A rap album is hardly a conventional final project to hand in at Harvard University.
But one student has done just this as his final creative writing thesis and has not only passed but is graduating with one of the University’s highest accolades.
His work is the first submission of its kind in the University’s history. While his peers are submitting novels, memoirs, poems and short stories for the final stage of the course, Obasi Shaw’s less-traditional submission – titled Liminal Minds – has paid off.
As well as being a modern album – tackling issues such as racial politics and American society – it also draws influence from old English literature, in particular Geoffrey Chaucer’s Canterbury Tales.
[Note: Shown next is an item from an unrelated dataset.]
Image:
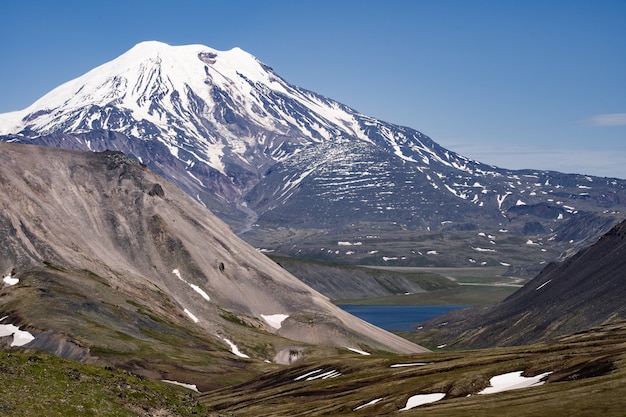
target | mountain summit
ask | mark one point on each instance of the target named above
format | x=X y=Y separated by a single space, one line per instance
x=267 y=156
You can see how he mixes up these two worlds in his opening song, ‘Declaration of Independence’ which covers police violence with old English influences in his style: ‘A nation due for inspection, this is the audit, herein – lies the fear in the eyes of our departed dearly – cold bodies facing .22, man in blue.’
The 20-year-old grew up in Atlanta and exclusively listened to Christian rap before discovering the likes of Kendrick Lamar and Chance the Rapper, then finally beginning to sing and rap himself.
While he’d previously considered it just a hobby, it was his mother who suggested he write a rap thesis. So as a form of ‘background reading’ he began by listening to mainstream rap, which he says he didn’t like due to some of its violent, misogynistic and explicit lyrics. So Obasi went deeper, and started learning about rap history.
‘I needed to learn what rap has meant to people for decades,’ he told Harvard Gazette.
‘Rap is a genre in which I can say everything I want to say.
‘I’ve been writing in different capacities, but I never felt that I found my art form until I started rapping.’